Of note, it does seem clear that our most productive work on this topic will be in coordination with healthcare facilities and researchers. Just as the work of the WWII code breakers was collaborative and coordinated, so too should our efforts be collaborative ones with those on the medical front line. That said, there are a growing number of opportunities for interested data scientists. These include:
- Data analysis competitions (Kaggle, COVID-19 Hackathon)
- Groups seeking data science expertise (Crowdcast, CovidCompare, covid19-healthsystemcapacity)
- Organizations seeking computing power (Folding@Home, Rosetta@home)
Moreover, there are increasingly a number of open-source data sets available for those willing to contribute to the effort. In our own efforts, for example, we have made use of the following data:
- There is the popular 2019 Novel Coronavirus COVID-19 (2019-nCoV) Data Repository by Johns Hopkins CSSE which contains confirmed, recovered and deceased cases of COVID-19 around the world. For the USA, it can provide some of this information at state and county level too. The same information could also be retrieved from the following source in different formats. Bear in mind the data sets are not perfect. They contain inaccuracies and duplicated entries, but they should provide a good basis for getting a reasonable understanding of how the virus spreads around the globe.
- The following website has information regarding total beds and ICU units from multiple hospitals across the USA. It also estimates their current capacity. Similar information can also be retrieved from the following online spreadsheet.
- The COVID Tracking Project has information regarding COVID-19 tests for multiple states in the USA, along with a breakdown of whether they were positive or negative.
- In the interest of comparing COVID-19’s average days of staying in hospital against other diseases, the OECD website contains very useful information for multiple diseases and for many countries.
- Hospital admission rates for the USA can be retrieved from here.

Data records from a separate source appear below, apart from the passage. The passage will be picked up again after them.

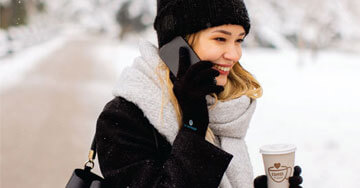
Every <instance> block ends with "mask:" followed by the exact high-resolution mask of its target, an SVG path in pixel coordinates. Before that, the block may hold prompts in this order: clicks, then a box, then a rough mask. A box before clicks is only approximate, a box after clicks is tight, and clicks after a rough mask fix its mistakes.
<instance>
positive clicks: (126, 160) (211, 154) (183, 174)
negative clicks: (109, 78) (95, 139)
mask: <svg viewBox="0 0 360 188" xmlns="http://www.w3.org/2000/svg"><path fill="white" fill-rule="evenodd" d="M134 106H135V107H136V108H138V107H137V106H136V105H135V104H133V103H131V102H127V103H124V101H121V99H119V98H115V99H114V100H113V101H111V102H109V103H108V104H107V105H106V106H105V108H104V110H103V112H102V113H101V114H100V116H99V119H98V121H97V128H96V142H97V152H98V160H99V164H100V169H101V172H102V174H103V176H104V178H105V180H106V182H107V183H108V186H109V187H139V188H140V187H208V188H211V187H218V185H219V184H220V181H221V178H222V176H223V174H224V172H225V170H226V169H227V167H228V165H229V163H230V161H231V159H232V157H233V156H232V155H231V154H229V153H227V152H225V151H223V150H221V149H219V148H218V147H216V146H214V145H213V144H211V143H209V142H207V141H206V140H205V139H204V138H201V137H199V136H198V135H196V134H195V133H193V132H192V131H191V130H189V129H187V128H185V127H184V128H182V129H180V131H179V133H178V135H177V136H176V138H175V140H174V143H173V145H172V147H169V148H170V149H169V151H168V152H162V151H158V150H157V149H156V145H155V141H154V134H153V132H152V130H151V129H152V128H151V126H152V125H151V124H150V123H148V119H147V118H145V117H144V115H143V114H142V111H141V110H140V109H139V111H141V113H130V111H132V110H129V109H133V107H134ZM146 124H147V125H146ZM165 125H166V124H165Z"/></svg>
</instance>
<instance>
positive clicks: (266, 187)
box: [254, 166, 303, 188]
mask: <svg viewBox="0 0 360 188" xmlns="http://www.w3.org/2000/svg"><path fill="white" fill-rule="evenodd" d="M300 174H301V168H300V166H295V167H294V175H293V176H291V177H290V178H289V183H290V187H289V188H302V187H301V186H300V184H301V183H302V182H303V179H302V177H301V176H300ZM254 187H255V188H267V178H266V175H262V176H258V177H256V178H255V180H254Z"/></svg>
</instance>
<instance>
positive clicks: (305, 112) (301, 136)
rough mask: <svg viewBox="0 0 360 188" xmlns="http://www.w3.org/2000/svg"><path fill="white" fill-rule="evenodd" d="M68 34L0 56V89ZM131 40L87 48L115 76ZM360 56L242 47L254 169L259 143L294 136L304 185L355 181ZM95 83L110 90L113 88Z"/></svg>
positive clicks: (55, 47) (327, 184)
mask: <svg viewBox="0 0 360 188" xmlns="http://www.w3.org/2000/svg"><path fill="white" fill-rule="evenodd" d="M65 40H67V39H66V37H64V38H61V37H60V38H57V39H56V40H53V41H52V42H49V43H47V44H44V45H41V46H38V47H32V48H29V49H27V50H25V51H24V52H21V53H18V54H17V55H16V56H13V57H11V58H6V59H1V61H2V63H1V64H0V75H1V79H0V81H1V83H0V85H1V88H0V92H1V91H3V89H4V88H6V87H7V86H11V85H15V84H16V83H17V82H19V81H21V79H23V78H24V77H23V76H24V74H26V72H28V71H29V70H32V69H33V68H35V67H36V66H38V64H37V62H38V61H39V59H40V58H42V57H44V56H46V55H48V54H50V53H51V52H52V51H54V50H55V49H56V48H59V47H60V46H61V44H62V43H63V42H64V41H65ZM130 43H132V42H127V43H120V42H117V41H114V40H113V41H109V42H107V43H101V45H98V46H97V47H96V48H95V50H94V51H93V52H92V53H91V54H92V55H93V56H94V58H96V59H98V60H99V61H101V62H103V63H104V64H105V63H107V66H106V68H107V69H109V70H112V74H114V76H118V74H120V72H121V70H122V69H123V68H124V67H125V66H129V65H131V63H132V61H133V59H134V58H135V57H137V56H138V55H139V52H138V49H137V47H136V46H134V45H129V44H130ZM132 44H133V43H132ZM299 55H301V56H299ZM359 62H360V56H359V55H356V54H351V53H345V52H339V51H336V50H332V51H330V50H329V51H320V52H319V53H318V54H317V55H316V56H314V55H313V54H311V53H310V52H308V51H296V50H284V51H279V50H269V49H244V51H243V57H242V59H241V63H242V64H243V66H244V67H245V68H246V69H247V70H249V71H250V72H251V73H253V74H254V75H255V76H256V78H257V79H258V81H259V82H260V83H261V85H262V87H263V89H264V95H263V97H261V98H259V99H258V101H257V110H256V111H255V114H254V117H253V119H252V121H251V125H250V129H249V131H248V134H247V137H246V140H247V144H248V148H249V153H250V158H251V160H252V164H253V167H254V173H255V175H256V176H258V175H262V174H264V173H265V172H264V169H263V165H262V158H261V155H260V153H259V148H260V146H262V145H264V144H271V143H292V144H295V145H296V146H297V151H296V160H295V161H296V162H295V163H296V164H297V165H300V166H301V167H302V169H303V175H302V176H303V178H304V183H303V186H304V187H317V188H322V187H323V188H327V187H359V186H360V184H359V182H358V181H357V178H358V174H357V173H358V170H359V169H360V163H359V162H358V160H357V158H358V156H357V155H358V154H360V147H358V146H357V144H356V143H358V140H359V139H358V135H360V129H359V127H358V126H359V125H360V121H359V118H358V116H357V115H358V112H359V110H360V109H359V106H360V100H359V99H358V96H360V89H359V87H358V86H357V84H356V81H358V80H360V76H359V74H358V73H359V70H360V64H359ZM114 84H115V83H114ZM98 87H99V89H104V88H108V89H109V93H110V92H111V89H112V88H110V87H108V85H106V86H105V87H104V86H98Z"/></svg>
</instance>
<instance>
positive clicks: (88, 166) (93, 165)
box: [65, 127, 159, 188]
mask: <svg viewBox="0 0 360 188" xmlns="http://www.w3.org/2000/svg"><path fill="white" fill-rule="evenodd" d="M152 130H153V134H154V139H155V145H156V150H158V149H159V145H158V140H157V136H156V131H155V128H154V127H152ZM95 156H96V142H95V136H94V138H93V140H92V144H91V148H90V152H89V157H88V158H89V160H88V161H86V163H85V165H84V169H80V168H77V169H75V170H74V172H73V174H72V175H71V177H70V180H69V182H68V183H67V184H66V187H65V188H105V187H107V186H106V184H105V181H104V179H103V178H102V177H100V176H98V175H96V174H94V173H92V172H91V169H93V168H94V164H95V163H94V159H95Z"/></svg>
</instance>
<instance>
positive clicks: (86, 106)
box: [0, 37, 115, 188]
mask: <svg viewBox="0 0 360 188" xmlns="http://www.w3.org/2000/svg"><path fill="white" fill-rule="evenodd" d="M98 45H101V42H99V40H96V39H94V38H91V37H90V38H86V37H84V38H77V39H74V38H73V39H70V40H69V42H67V43H66V44H64V46H63V47H61V48H60V49H58V50H55V51H54V52H52V53H51V54H50V55H49V56H47V57H45V58H43V59H41V60H40V62H38V63H36V67H33V70H32V71H31V72H29V73H27V74H26V75H24V79H23V80H22V81H21V82H19V83H18V84H17V85H15V86H13V87H11V89H8V90H5V91H4V92H2V93H1V94H0V99H1V108H2V109H1V129H2V130H1V141H2V143H1V171H2V172H1V181H2V182H1V187H13V188H21V187H39V188H40V187H43V188H48V187H59V188H60V187H64V186H65V183H66V181H67V178H69V177H70V175H71V173H72V169H74V168H75V167H81V166H82V165H83V162H85V160H86V157H87V153H88V150H87V149H88V147H89V146H90V142H91V138H92V134H93V133H94V130H95V122H96V119H97V116H98V114H99V113H100V111H101V110H102V108H103V106H104V104H105V103H106V102H107V101H108V100H109V99H110V98H111V92H109V89H111V85H109V84H112V83H113V81H114V80H115V77H112V75H114V74H109V72H107V69H106V67H105V68H104V66H102V64H101V62H99V61H97V59H96V58H94V57H93V55H92V54H93V50H94V49H96V48H95V47H96V46H98ZM44 51H46V49H44ZM44 53H45V52H44ZM97 170H98V169H97ZM34 172H36V173H34Z"/></svg>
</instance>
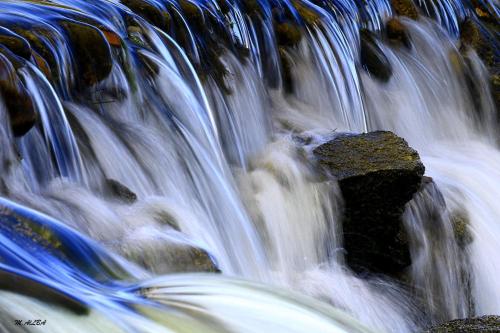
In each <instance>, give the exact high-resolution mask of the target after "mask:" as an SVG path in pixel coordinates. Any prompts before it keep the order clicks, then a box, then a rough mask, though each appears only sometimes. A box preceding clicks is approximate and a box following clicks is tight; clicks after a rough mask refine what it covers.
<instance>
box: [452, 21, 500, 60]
mask: <svg viewBox="0 0 500 333" xmlns="http://www.w3.org/2000/svg"><path fill="white" fill-rule="evenodd" d="M460 43H461V49H462V50H464V48H466V47H467V46H469V47H472V48H473V49H474V50H476V52H477V54H478V55H479V57H480V58H481V59H482V60H483V61H484V63H485V64H486V65H487V66H488V67H490V68H491V67H495V66H498V63H499V54H498V50H497V46H498V42H497V41H496V40H495V39H494V34H493V33H491V32H489V31H488V30H487V29H485V27H481V26H480V25H479V24H478V23H477V22H475V21H474V20H472V19H467V20H465V21H464V22H463V23H462V24H461V25H460Z"/></svg>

For state level hospital admission rates, there is a breakdown here.
Using these (and other such data), construction of time series models that predict future cases of COVID-19 for different geographic regions, as well as forecast hospital admissions and assess when maximum capacity will be reached for a given region.
For example consider the following SEIR (Susceptible-Exposed-Infected-Resistant) dashboarding application developed with H2O Q and H2O Driverless AI that is automatically updated as new daily data is made available.

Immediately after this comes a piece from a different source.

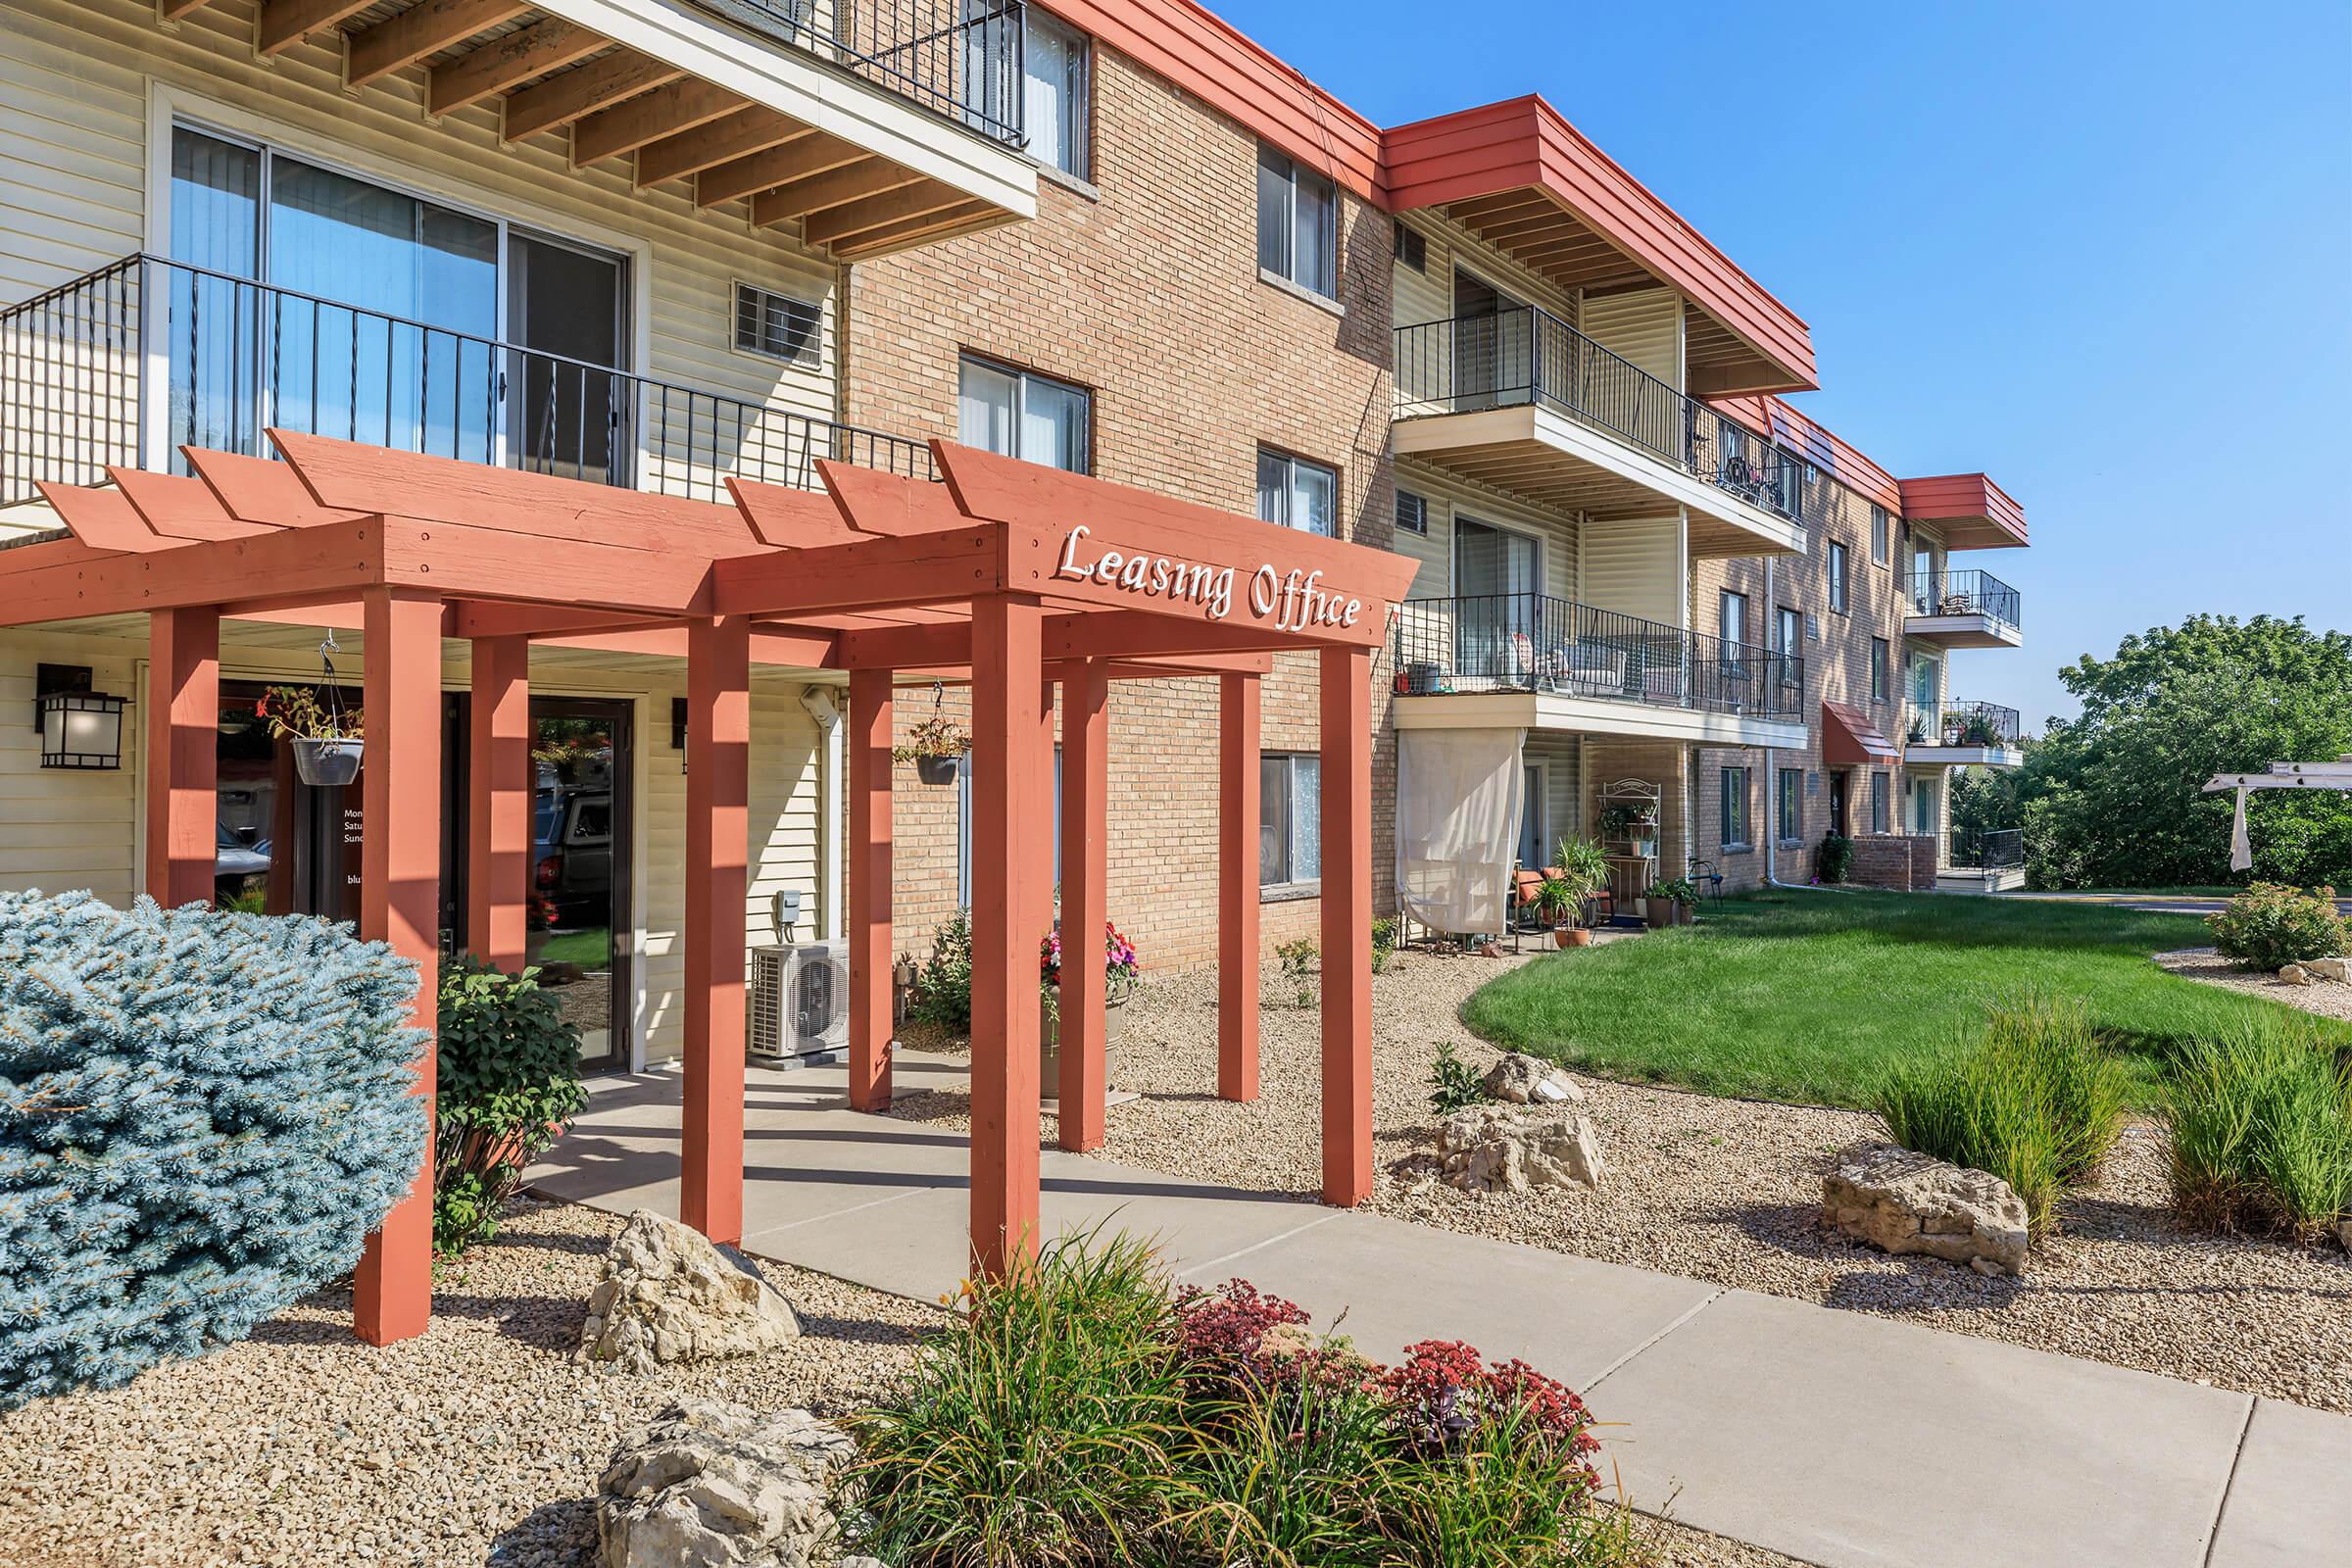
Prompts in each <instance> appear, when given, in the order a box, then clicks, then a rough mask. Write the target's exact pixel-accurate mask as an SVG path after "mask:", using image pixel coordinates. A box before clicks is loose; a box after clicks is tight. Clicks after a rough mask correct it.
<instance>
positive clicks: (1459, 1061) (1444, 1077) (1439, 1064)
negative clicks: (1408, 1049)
mask: <svg viewBox="0 0 2352 1568" xmlns="http://www.w3.org/2000/svg"><path fill="white" fill-rule="evenodd" d="M1484 1098H1486V1081H1484V1079H1482V1077H1479V1072H1477V1067H1472V1065H1470V1063H1465V1060H1463V1058H1458V1056H1454V1044H1451V1041H1442V1044H1439V1046H1437V1060H1435V1063H1430V1110H1435V1112H1437V1114H1439V1117H1451V1114H1454V1112H1458V1110H1465V1107H1470V1105H1479V1103H1482V1100H1484Z"/></svg>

The application first takes as input (in addition to the available data) selected hospital and demographic input for a given hospital system. Then, using the selected parameters, new cases can be forecast for a given region with daily updates:
Second, using publically-available hospital bed data for a given region, capacity assessment for both overall hospital bed usage and ICU bed usage can be made:
Then, based on the latest data, flags and warnings can be designed and implemented.

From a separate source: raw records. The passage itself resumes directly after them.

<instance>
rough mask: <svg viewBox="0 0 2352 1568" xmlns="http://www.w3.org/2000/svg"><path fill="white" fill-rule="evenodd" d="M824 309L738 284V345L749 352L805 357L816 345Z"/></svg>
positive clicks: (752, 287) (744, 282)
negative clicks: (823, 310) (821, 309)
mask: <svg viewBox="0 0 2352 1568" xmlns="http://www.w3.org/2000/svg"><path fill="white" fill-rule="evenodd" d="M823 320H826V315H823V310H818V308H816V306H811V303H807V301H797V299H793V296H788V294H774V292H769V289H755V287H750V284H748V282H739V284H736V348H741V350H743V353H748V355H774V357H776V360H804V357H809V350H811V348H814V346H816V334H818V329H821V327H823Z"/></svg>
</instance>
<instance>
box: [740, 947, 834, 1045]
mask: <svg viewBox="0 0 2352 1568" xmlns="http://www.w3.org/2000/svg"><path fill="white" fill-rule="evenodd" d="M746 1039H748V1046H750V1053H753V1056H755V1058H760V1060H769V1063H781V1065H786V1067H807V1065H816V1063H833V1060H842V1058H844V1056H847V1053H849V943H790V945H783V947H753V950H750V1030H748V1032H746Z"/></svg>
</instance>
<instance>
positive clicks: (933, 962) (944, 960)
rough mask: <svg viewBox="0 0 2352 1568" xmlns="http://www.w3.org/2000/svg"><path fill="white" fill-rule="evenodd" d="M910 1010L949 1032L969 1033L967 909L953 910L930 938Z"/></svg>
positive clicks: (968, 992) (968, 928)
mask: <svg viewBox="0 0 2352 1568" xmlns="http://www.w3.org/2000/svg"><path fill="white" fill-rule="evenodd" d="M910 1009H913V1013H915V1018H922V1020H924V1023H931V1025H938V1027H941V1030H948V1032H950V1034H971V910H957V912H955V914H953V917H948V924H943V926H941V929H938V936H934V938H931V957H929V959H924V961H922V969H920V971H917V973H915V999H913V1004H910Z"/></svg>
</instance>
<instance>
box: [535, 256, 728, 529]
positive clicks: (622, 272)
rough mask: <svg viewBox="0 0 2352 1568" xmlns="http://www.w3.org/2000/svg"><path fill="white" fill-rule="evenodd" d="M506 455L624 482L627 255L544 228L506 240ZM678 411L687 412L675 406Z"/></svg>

Other simple, but useful applications are also possible. In some areas, substantial progress has already been made. Image processing, for example, has been found to be useful in the effective diagnosis of COVID-19. Likewise, using EHR (electronic health record) data, it is possible to identify variables associated with severe complications. Currently, there are a number of pharmaceutical research firms using AI for COVID-19 drug development. Further applications might include assessment of the impact of the virus against economic indicators and/or understanding the impact of weather in the spreading of COVID-19.
In the end, it seems fruitful to explore areas of application where data science can contribute to the efforts to understand and combat COVID-19. Our hope is that, by joining forces, data scientists and medical practitioners can make effective and significant progress in these efforts.